Still, President Santos claims that the Peace Process that will allow all FARC leaders to avoid jail, enable them to hold government positions and engage in politics, will end the drug problem: “We have a golden opportunity,” he said in an interview with the Washington Post, saying the FARC would help persuade farmers to stop growing coca – the same farmers the FARC  has “persuaded” for decades to grow it.

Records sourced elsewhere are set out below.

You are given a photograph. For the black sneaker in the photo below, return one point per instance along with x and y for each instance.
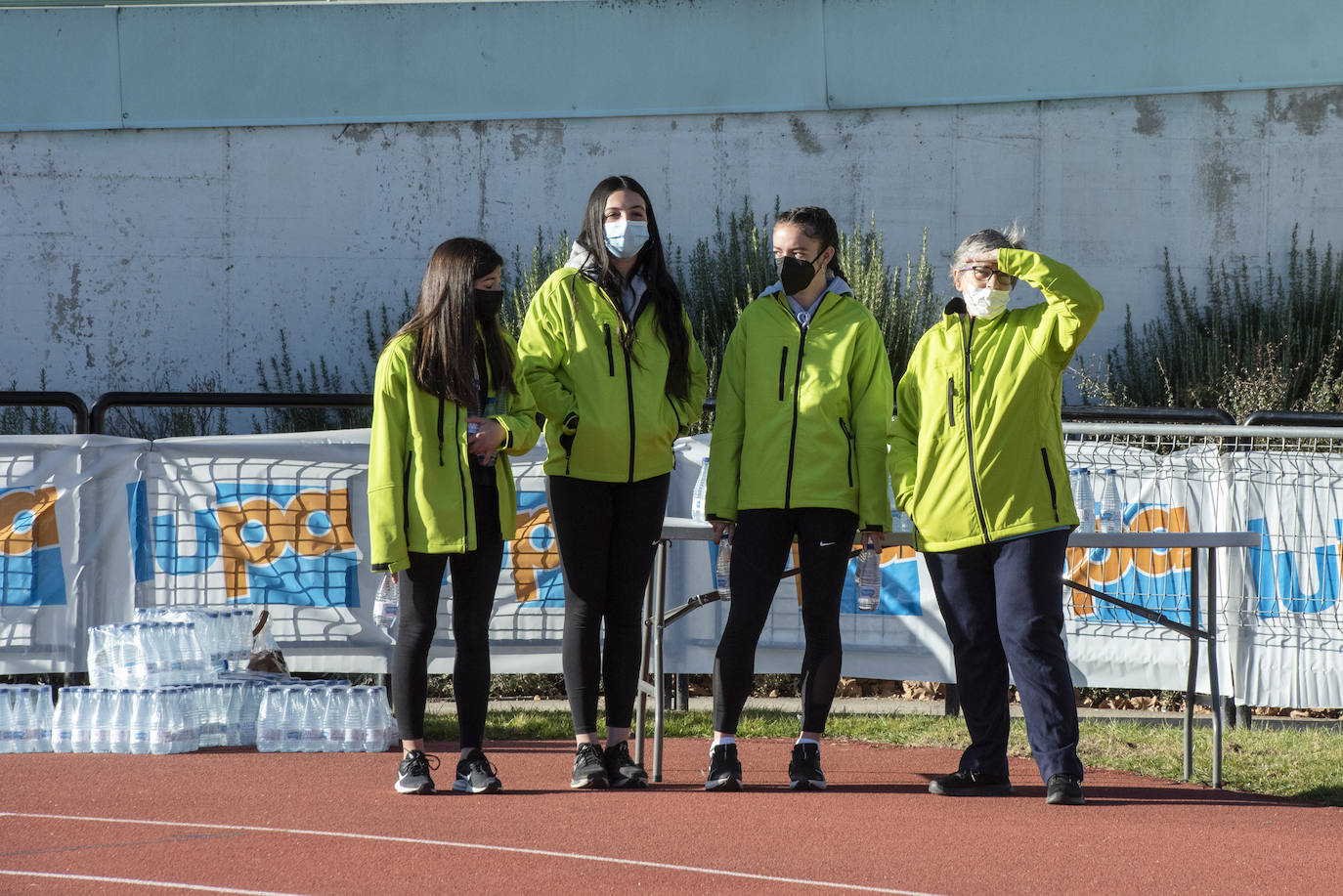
(621, 767)
(1063, 790)
(412, 774)
(724, 769)
(588, 769)
(476, 775)
(804, 769)
(970, 784)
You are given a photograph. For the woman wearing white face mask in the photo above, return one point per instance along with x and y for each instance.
(976, 459)
(610, 358)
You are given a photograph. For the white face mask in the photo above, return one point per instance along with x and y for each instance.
(982, 301)
(625, 238)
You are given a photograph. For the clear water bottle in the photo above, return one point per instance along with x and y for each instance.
(868, 577)
(64, 721)
(1110, 504)
(387, 603)
(1084, 500)
(354, 734)
(701, 490)
(722, 569)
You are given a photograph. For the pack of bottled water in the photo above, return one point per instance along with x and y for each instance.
(324, 716)
(156, 720)
(25, 719)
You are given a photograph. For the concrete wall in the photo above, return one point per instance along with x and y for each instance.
(135, 258)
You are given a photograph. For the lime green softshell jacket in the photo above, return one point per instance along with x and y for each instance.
(419, 484)
(577, 367)
(801, 415)
(976, 445)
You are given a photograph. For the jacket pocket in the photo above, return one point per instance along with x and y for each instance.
(1049, 480)
(847, 440)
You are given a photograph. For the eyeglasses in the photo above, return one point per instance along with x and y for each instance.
(983, 275)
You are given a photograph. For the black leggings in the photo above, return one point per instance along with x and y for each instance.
(607, 533)
(758, 551)
(476, 576)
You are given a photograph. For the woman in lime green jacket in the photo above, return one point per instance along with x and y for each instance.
(609, 354)
(798, 451)
(449, 407)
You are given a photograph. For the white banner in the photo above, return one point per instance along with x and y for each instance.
(93, 527)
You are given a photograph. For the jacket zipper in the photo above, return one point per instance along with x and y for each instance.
(847, 438)
(1049, 477)
(463, 473)
(797, 383)
(966, 335)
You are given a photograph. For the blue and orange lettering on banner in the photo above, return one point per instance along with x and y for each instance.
(1276, 577)
(31, 574)
(1158, 579)
(277, 544)
(535, 554)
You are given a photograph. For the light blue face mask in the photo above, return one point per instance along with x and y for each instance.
(625, 238)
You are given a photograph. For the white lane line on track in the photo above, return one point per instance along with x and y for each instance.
(452, 844)
(137, 881)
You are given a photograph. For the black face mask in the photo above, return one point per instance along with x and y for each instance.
(794, 273)
(488, 301)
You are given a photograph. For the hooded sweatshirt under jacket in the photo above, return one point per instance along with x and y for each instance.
(801, 412)
(976, 448)
(609, 415)
(419, 483)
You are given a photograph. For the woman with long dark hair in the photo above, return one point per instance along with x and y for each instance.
(798, 452)
(609, 354)
(449, 407)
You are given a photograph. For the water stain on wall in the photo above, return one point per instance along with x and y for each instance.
(1151, 118)
(806, 139)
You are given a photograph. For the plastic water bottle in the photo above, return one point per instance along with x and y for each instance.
(1084, 500)
(1110, 504)
(64, 721)
(868, 577)
(387, 603)
(722, 569)
(701, 488)
(354, 723)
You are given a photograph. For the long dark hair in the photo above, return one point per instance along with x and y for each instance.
(444, 324)
(817, 223)
(661, 289)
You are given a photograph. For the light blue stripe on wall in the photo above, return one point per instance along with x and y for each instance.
(58, 68)
(336, 62)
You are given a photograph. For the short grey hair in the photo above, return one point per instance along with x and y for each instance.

Colombians aren’t buying it. A November Gallup poll showed 91 percent of the population did not support the FARC and 81 percent do not believe the FARC will stop drug trafficking.  Their positions are well-founded:  during the four years of the peace negotiations, coca production has increased. In fact, thanks to the FARC’s “persuasive” tactics, Colombia is once again the world’s top coca producer, as reported in the Washington Post this week.   What does this mean for the U.S.? According to General John Kelly, Commander of the U.S. Southern Command, the drugs exported by the FARC result in 40,000 deaths in the U.S. every year.

As Colombians reflected this week on the 30 years since the M-19’s siege of the Palace of Justice, Jaime Castro, Colombia’s Minister of Government at the time, said in an interview: “If the assailants had triumphed, we would have been a narco-State.”   That possibility is more real today than ever:  Through the current peace deal, backed by the Obama Administration, the Santos government is poised to deliver the country to one of the most brutal criminal enterprises in the world. Colombians don’t deserve that. The U.S. should not support it.